ARC Group Worldwide, Inc. (“ARC” or the “Company”) (NASDAQ: ARCW),
a leading global provider of advanced manufacturing, today reported
its results for the third fiscal quarter ending March 31, 2019.
Highlights for the third quarter of fiscal year 2019 compared to
the third quarter fiscal year 2018 for Continuing Operations:
- Sales of $19.9 million, a decrease of 5.7%;
- Gross Deficit of $(0.2) million, a decrease of 113.7%;
- EBITDA of $(0.4) million, a decrease of 142.6%
Highlights for the first nine months ended March 31, 2019,
compared to the first nine months ended April 1, 2018 for
Continuing Operations:
- Sales of $61.3 million, an increase of 6.6%;
- Gross Profit of $4.4 million, an increase of 69.7%;
- EBITDA of $2.9 million, an increase of 2977.8%
Quarterly Financial
Summary
The following analysis is performed over Sales, Gross Profit,
and EBITDA from Continuing Operations for the comparative periods
identified unless otherwise noted.
We experienced continued sales growth, with an increase of
approximately $3.8 million for the nine months ended March 31,
2019, as compared to the prior period last year. This was
primarily driven by higher metal injection molding (“MIM”) and
plastics sales, which was due to the combination of sales with
higher order volumes in the aerospace, medical, and firearms and
defense markets. Furthermore, the Company submitted for
customer approval an additional two aerospace components and
acquired a new aerospace customer. The sales increases were
magnified by the effectiveness of the cost reduction initiatives in
the Precision Components Group that continue to provide
benefit.
Fiscal third quarter 2019 Revenue was $19.9 million, compared to
$21.0 million in our fiscal third quarter 2018. The decrease
in revenue was primarily driven by lower sales in our Plastics
division from reduced orders in the defense market.

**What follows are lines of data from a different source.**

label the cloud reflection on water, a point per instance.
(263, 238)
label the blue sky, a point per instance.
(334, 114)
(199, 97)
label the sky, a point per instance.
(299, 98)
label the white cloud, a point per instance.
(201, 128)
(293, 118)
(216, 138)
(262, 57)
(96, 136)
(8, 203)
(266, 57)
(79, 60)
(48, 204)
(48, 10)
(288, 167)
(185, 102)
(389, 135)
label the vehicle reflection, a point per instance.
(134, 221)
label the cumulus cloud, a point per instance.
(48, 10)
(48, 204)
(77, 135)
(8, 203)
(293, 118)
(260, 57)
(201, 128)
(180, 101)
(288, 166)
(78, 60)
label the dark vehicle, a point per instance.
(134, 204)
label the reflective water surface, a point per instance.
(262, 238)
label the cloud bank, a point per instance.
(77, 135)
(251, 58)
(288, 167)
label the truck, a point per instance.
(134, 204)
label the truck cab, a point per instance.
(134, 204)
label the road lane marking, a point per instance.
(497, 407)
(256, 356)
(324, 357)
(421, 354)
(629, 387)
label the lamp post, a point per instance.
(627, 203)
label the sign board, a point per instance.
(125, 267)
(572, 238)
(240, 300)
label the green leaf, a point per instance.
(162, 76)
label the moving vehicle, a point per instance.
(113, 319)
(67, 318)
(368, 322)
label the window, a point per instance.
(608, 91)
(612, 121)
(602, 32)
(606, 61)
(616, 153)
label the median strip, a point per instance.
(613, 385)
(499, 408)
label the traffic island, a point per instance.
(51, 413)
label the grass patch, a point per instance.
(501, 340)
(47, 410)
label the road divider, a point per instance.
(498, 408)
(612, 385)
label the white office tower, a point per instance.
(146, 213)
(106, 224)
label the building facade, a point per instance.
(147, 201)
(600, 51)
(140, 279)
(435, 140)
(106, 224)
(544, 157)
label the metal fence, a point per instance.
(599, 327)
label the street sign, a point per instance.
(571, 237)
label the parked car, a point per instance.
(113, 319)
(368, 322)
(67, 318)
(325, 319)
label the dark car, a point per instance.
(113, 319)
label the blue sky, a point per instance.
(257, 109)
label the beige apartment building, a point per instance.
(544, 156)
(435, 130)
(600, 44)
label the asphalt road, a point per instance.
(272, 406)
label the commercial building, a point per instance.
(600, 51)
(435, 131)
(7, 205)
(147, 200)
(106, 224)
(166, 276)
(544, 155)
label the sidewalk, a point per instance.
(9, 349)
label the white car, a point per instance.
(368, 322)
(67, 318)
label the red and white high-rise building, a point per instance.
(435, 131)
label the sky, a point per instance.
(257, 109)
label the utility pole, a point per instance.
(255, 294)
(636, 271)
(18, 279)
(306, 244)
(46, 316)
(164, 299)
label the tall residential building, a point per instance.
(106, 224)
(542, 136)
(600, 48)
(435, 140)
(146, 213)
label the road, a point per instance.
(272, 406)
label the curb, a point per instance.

Additionally, the Company began divesting low margin and
unprofitable programs across all of the Precision Components
Group. This process is expected to continue in fiscal fourth
quarter of 2019.
Fiscal third quarter 2019 Gross Deficit was $(0.2) million,
compared to a gross margin of $1.7 million in our fiscal third
quarter 2018. The decrease in gross profit is related to an
initial increase in staffing early in fiscal year 2019 as well as
the aforementioned decline in plastics sales and a significant
labor reduction. The Precision Components Group, mainly
through the ARC Colorado facility, has implemented a plan to reduce
costs by $7.1 million on an annualized basis beginning in March
2019. This plan included cancelling certain operating leases,
building leases, increased spending controls, and a labor reduction
of approximately 32% of the workforce. Additionally, the
Company started and will continue adjusting pricing or divesting
unprofitable business programs to reduce the level of fixed
costs. At the end of Q3 2019, the cost improvement plan was
approximately 53% completed, with approximately 91% completion
achieved at the end of April 2019.
EBITDA was $(0.4) million in the fiscal third quarter 2019
compared to $0.9 million in the fiscal second quarter 2018.
Like Gross Profit, EBITDA was negatively impacted by the decreased
revenues, and staffing increases early in the quarter.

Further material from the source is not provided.